Normal chord of a parabola y^2=4ax at point whose ordinate is equal to abscissa,then angle subtended by normal chord to at focus is
Answers
Answer:
90°
Step-by-step explanation:
Hi,
Point whose ordinate equal to abscissa will be such that x = y,
but (x, y) lies on y² = 4ax
⇒ x² = 4ax
⇒ x = 0 or x = 4a
Since at (0,0) we cannot draw a normal chord, hence point at which normal chord is drawn is P (4a, 4a) .
Focus of the given parabola y² = 4ax is S(a, 0).
Equation of the normal chord at ( 4a, 4a) will be
y - 4a/x - 4a = -2
⇒ 2x + y = 12a is the equation of normal.
To find the points of intersection of normal with the parabola , we need to
solve the equation (12a - 2x)² = 4ax
⇒ (6a - x)² = ax
⇒ 36a² - 12ax + x² = ax
⇒ x² - 13ax + 36a² = 0
⇒(x - 4a)(x-9a) = 0
⇒ x = 4a or 9a
P (4a, 4a) and Q (9a, -6a) are the end points of the normal chord.

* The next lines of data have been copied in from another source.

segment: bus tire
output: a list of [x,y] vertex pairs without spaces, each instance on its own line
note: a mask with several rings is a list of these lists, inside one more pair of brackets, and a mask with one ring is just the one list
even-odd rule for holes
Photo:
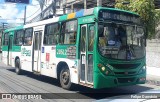
[[20,67],[20,60],[17,59],[15,62],[15,72],[16,74],[20,75],[22,73],[21,67]]
[[71,78],[70,78],[70,72],[68,68],[63,68],[60,72],[60,84],[62,88],[69,90],[71,88]]

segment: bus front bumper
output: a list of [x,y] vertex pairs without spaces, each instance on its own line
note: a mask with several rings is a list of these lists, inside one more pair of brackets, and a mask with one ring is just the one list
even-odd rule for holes
[[117,86],[129,86],[136,84],[144,84],[146,81],[146,73],[132,76],[105,76],[102,73],[96,73],[94,76],[94,88],[109,88]]

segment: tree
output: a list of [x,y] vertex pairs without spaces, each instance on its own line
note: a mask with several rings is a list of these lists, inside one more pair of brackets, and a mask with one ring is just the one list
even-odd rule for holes
[[[123,2],[130,2],[124,5]],[[147,31],[148,38],[155,35],[156,11],[154,0],[116,0],[116,8],[130,10],[140,15]]]

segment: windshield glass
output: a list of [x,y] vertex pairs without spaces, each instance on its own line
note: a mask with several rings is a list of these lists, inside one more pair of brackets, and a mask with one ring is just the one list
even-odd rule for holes
[[144,31],[140,26],[99,24],[99,52],[112,59],[139,59],[145,55]]

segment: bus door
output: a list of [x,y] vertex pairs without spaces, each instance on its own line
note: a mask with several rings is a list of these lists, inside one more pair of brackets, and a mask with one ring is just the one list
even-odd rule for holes
[[12,65],[12,45],[13,45],[13,36],[9,36],[9,44],[8,44],[8,58],[7,64]]
[[80,82],[93,84],[94,25],[81,25]]
[[40,73],[42,31],[34,32],[33,40],[33,72]]

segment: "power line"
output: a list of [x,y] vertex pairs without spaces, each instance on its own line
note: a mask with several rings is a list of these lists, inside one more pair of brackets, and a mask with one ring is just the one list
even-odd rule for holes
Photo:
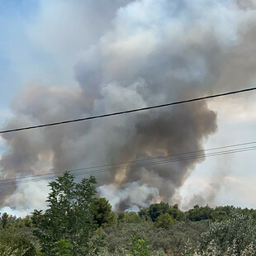
[[[149,161],[149,160],[154,160],[154,159],[164,159],[168,158],[172,158],[172,157],[177,157],[177,156],[183,156],[183,155],[189,155],[192,154],[197,154],[197,153],[203,153],[206,151],[212,151],[212,150],[217,150],[217,149],[227,149],[227,148],[235,148],[235,147],[239,147],[239,146],[244,146],[244,145],[254,145],[256,144],[256,141],[251,141],[251,142],[244,142],[244,143],[239,143],[239,144],[233,144],[233,145],[225,145],[225,146],[220,146],[220,147],[215,147],[215,148],[210,148],[206,149],[201,149],[201,150],[195,150],[195,151],[188,151],[185,153],[179,153],[179,154],[167,154],[164,156],[159,156],[159,157],[149,157],[149,158],[145,158],[142,159],[136,159],[136,160],[131,160],[131,161],[126,161],[126,162],[119,162],[119,163],[114,163],[114,164],[102,164],[102,165],[97,165],[97,166],[88,166],[85,168],[75,168],[75,169],[71,169],[69,170],[70,173],[77,172],[77,171],[81,171],[81,170],[86,170],[86,169],[97,169],[99,168],[114,168],[117,166],[118,168],[121,166],[124,166],[124,164],[134,164],[134,163],[143,163],[145,161]],[[63,173],[64,171],[58,171],[58,172],[53,172],[53,173],[43,173],[43,174],[37,174],[37,175],[29,175],[29,176],[23,176],[23,177],[19,177],[19,178],[7,178],[7,179],[0,179],[0,184],[1,182],[7,182],[7,181],[17,181],[17,179],[26,179],[26,178],[40,178],[40,177],[44,177],[44,176],[49,176],[49,175],[54,175],[54,177],[56,177],[56,174],[60,174]]]
[[[142,163],[142,164],[131,164],[131,165],[125,165],[125,166],[116,166],[116,167],[108,168],[99,168],[99,169],[96,169],[96,170],[92,170],[92,170],[88,170],[89,168],[84,168],[77,169],[77,171],[79,171],[79,170],[84,170],[84,171],[78,173],[74,173],[74,176],[77,177],[77,176],[86,175],[86,174],[102,173],[118,170],[120,168],[138,168],[138,167],[145,167],[145,166],[160,164],[165,164],[165,163],[186,161],[186,160],[191,160],[191,159],[202,159],[202,158],[204,159],[204,158],[208,158],[208,157],[211,157],[211,156],[218,156],[218,155],[223,155],[223,154],[228,154],[246,152],[246,151],[251,151],[251,150],[255,150],[255,149],[256,149],[256,146],[244,147],[244,148],[230,149],[230,150],[212,152],[212,153],[209,153],[209,154],[194,154],[194,155],[191,155],[191,156],[183,156],[183,157],[176,158],[176,159],[164,159],[162,160],[159,159],[158,161],[151,161],[151,162]],[[180,155],[182,155],[182,154],[180,154]],[[20,183],[38,182],[38,181],[42,181],[42,180],[52,179],[52,178],[55,178],[55,177],[56,177],[56,176],[57,175],[54,175],[54,176],[51,176],[51,177],[37,178],[36,178],[36,176],[34,176],[34,178],[36,177],[36,178],[34,178],[34,179],[23,180],[22,181],[22,180],[19,180],[19,178],[17,178],[17,179],[15,179],[16,181],[14,181],[14,182],[11,182],[11,179],[9,179],[9,180],[2,180],[2,181],[5,181],[5,183],[1,183],[0,186],[7,186],[7,185],[13,185],[13,184],[20,184]],[[6,183],[6,181],[9,181],[9,182]]]
[[242,89],[242,90],[239,90],[239,91],[232,91],[232,92],[224,92],[224,93],[218,93],[218,94],[213,94],[213,95],[209,95],[209,96],[205,96],[205,97],[197,97],[197,98],[192,98],[192,99],[187,99],[187,100],[184,100],[184,101],[173,102],[165,103],[165,104],[161,104],[161,105],[155,105],[155,106],[150,106],[150,107],[141,107],[141,108],[135,108],[135,109],[126,110],[126,111],[123,111],[112,112],[112,113],[108,113],[108,114],[98,115],[98,116],[92,116],[78,118],[78,119],[66,120],[66,121],[52,122],[52,123],[48,123],[48,124],[38,125],[38,126],[26,126],[26,127],[21,127],[21,128],[5,130],[1,130],[0,134],[20,131],[20,130],[24,130],[42,128],[42,127],[47,127],[47,126],[54,126],[64,125],[64,124],[68,124],[68,123],[78,122],[78,121],[88,121],[88,120],[103,118],[103,117],[108,117],[108,116],[118,116],[118,115],[138,112],[138,111],[146,111],[146,110],[150,110],[150,109],[154,109],[154,108],[169,107],[169,106],[188,103],[188,102],[197,102],[197,101],[202,101],[202,100],[206,100],[206,99],[209,99],[209,98],[215,98],[215,97],[223,97],[223,96],[227,96],[227,95],[231,95],[231,94],[246,92],[250,92],[250,91],[254,91],[254,90],[256,90],[256,87],[250,88],[245,88],[245,89]]

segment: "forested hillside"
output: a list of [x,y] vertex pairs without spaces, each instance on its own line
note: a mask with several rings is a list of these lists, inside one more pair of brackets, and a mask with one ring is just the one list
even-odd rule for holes
[[114,213],[93,177],[50,183],[48,210],[1,215],[1,255],[255,255],[256,210],[154,203]]

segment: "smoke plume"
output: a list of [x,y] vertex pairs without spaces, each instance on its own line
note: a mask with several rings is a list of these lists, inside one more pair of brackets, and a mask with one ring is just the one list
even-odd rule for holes
[[[68,51],[77,85],[30,84],[13,101],[14,117],[2,129],[192,98],[249,86],[254,78],[254,1],[56,1],[53,5],[72,17],[66,21],[58,12],[64,26],[51,18],[53,26],[47,23],[43,14],[49,14],[49,6],[42,2],[29,38],[50,54],[59,48]],[[49,36],[33,36],[45,26]],[[64,39],[60,45],[58,37]],[[198,102],[5,134],[1,178],[201,150],[216,130],[216,113]],[[202,160],[98,173],[98,192],[116,211],[160,200],[172,203]],[[33,205],[24,185],[0,189],[1,206]]]

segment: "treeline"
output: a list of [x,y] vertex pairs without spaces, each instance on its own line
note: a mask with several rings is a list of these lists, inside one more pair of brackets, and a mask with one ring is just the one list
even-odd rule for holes
[[93,177],[77,183],[65,173],[49,185],[45,211],[1,215],[0,255],[255,255],[254,209],[197,205],[183,211],[161,201],[115,213],[96,197]]

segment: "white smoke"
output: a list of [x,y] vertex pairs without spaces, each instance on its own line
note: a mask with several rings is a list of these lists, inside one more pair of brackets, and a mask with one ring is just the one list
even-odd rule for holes
[[[4,129],[143,107],[238,87],[230,83],[233,78],[229,67],[235,63],[235,76],[244,76],[240,59],[255,52],[255,46],[246,48],[254,41],[254,2],[249,5],[247,1],[246,7],[241,2],[41,1],[35,25],[26,27],[30,43],[64,59],[64,73],[73,67],[78,86],[73,81],[67,88],[36,83],[27,87],[14,101],[15,117]],[[253,61],[250,64],[248,83],[255,69]],[[57,70],[52,81],[59,75],[61,83],[60,73]],[[44,82],[45,75],[40,73],[39,80]],[[0,160],[1,175],[37,174],[200,150],[216,131],[216,114],[206,102],[197,102],[7,134],[2,135],[8,149]],[[97,177],[103,187],[98,191],[116,211],[137,209],[159,198],[172,202],[199,162],[101,173]],[[16,197],[22,195],[21,189],[13,186],[2,191],[1,205],[15,207],[17,201],[22,201],[22,197]]]

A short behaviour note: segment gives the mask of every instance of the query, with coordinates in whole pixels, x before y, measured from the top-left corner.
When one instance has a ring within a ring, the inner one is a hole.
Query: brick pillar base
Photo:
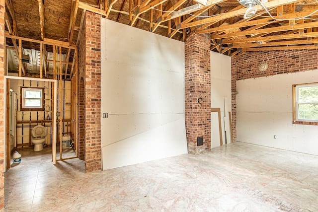
[[[210,46],[204,35],[195,35],[185,42],[185,127],[188,151],[194,154],[211,149]],[[198,146],[201,137],[203,144]]]
[[[87,172],[101,170],[100,17],[86,12],[79,45],[80,156]]]

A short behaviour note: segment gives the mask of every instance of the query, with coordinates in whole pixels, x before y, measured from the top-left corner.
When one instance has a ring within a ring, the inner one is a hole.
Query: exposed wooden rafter
[[[69,24],[69,42],[70,45],[72,45],[73,40],[73,35],[74,34],[74,28],[75,27],[75,22],[76,21],[76,16],[79,9],[79,0],[72,1],[71,16],[70,17],[70,24]]]
[[[265,6],[268,8],[271,8],[281,5],[290,3],[293,2],[297,1],[297,0],[274,0],[273,1],[269,1],[266,3],[265,4]],[[257,5],[255,6],[255,7],[258,10],[263,9],[263,7],[262,7],[260,5]],[[193,21],[191,23],[181,24],[180,28],[183,29],[184,28],[192,27],[193,26],[198,26],[210,22],[216,22],[230,17],[236,17],[238,15],[242,15],[246,12],[246,9],[247,8],[246,7],[244,7],[241,9],[238,9],[237,10],[227,12],[219,15],[216,15],[215,16],[210,17],[209,18],[205,18],[202,20]]]
[[[39,3],[39,14],[40,16],[40,27],[41,28],[41,39],[43,40],[45,37],[44,24],[44,7],[42,0],[38,0]]]

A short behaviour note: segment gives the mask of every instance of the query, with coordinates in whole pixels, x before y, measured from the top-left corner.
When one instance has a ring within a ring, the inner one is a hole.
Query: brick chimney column
[[[185,42],[185,127],[189,153],[211,149],[211,75],[210,39],[195,35]],[[202,104],[198,99],[202,98]],[[203,143],[197,145],[197,138]]]

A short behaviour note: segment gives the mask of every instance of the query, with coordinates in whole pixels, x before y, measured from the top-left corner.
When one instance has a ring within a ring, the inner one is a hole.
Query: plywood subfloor
[[[318,156],[237,142],[88,174],[50,156],[5,173],[5,211],[318,211]]]

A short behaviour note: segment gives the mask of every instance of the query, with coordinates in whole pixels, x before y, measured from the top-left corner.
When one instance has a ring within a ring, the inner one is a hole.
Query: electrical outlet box
[[[197,138],[197,145],[202,146],[203,145],[203,137]]]

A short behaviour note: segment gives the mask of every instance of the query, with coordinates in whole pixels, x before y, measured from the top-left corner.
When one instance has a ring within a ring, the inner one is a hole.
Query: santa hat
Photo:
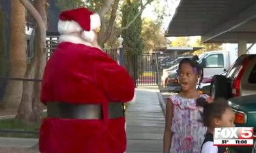
[[[100,27],[100,18],[85,7],[63,11],[59,16],[58,31],[60,34],[83,31],[81,37],[91,42],[95,37],[92,30]]]

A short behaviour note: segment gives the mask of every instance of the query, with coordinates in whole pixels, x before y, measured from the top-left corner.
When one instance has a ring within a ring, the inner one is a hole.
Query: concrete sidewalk
[[[136,102],[131,103],[126,112],[126,153],[162,152],[165,121],[158,97],[159,90],[157,87],[138,88],[136,92]],[[38,152],[38,139],[0,137],[0,153],[18,152],[3,152],[12,148],[32,148],[29,152]]]
[[[136,102],[126,112],[128,153],[162,152],[165,121],[159,90],[145,88],[136,89]]]

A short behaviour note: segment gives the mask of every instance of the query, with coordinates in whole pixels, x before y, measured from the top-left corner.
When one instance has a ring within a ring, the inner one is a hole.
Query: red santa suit
[[[78,112],[82,105],[87,109],[90,108],[87,105],[101,106],[102,117],[48,116],[40,129],[42,153],[123,153],[126,150],[125,118],[109,117],[111,112],[108,107],[111,102],[133,101],[134,84],[124,67],[100,49],[91,46],[91,30],[100,25],[91,25],[100,20],[92,16],[97,15],[86,8],[61,13],[59,31],[63,35],[46,63],[41,101],[47,105],[76,105],[74,109]],[[83,31],[81,37],[68,35],[79,31]],[[57,114],[54,109],[51,112]]]

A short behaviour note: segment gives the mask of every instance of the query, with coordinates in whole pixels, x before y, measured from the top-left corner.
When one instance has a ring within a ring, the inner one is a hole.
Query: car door
[[[210,78],[225,71],[224,54],[216,53],[209,54],[205,59],[203,78]]]

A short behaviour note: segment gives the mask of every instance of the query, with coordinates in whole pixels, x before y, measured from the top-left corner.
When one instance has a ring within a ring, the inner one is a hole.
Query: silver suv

Slope of line PS = (4a - 0)/(4a - a) = 4/3
Slope of line QS = (-6a - 0)/(9a - a) = -3/4
We can observe that product of (Slope of PS)*(Slope of QS) = -1
⇒ ∠PSQ = 90°.
Thus, normal chord at the point whose ordinate is equal to abscissa subtends an angle of 90° at the focus.
Hope it helps !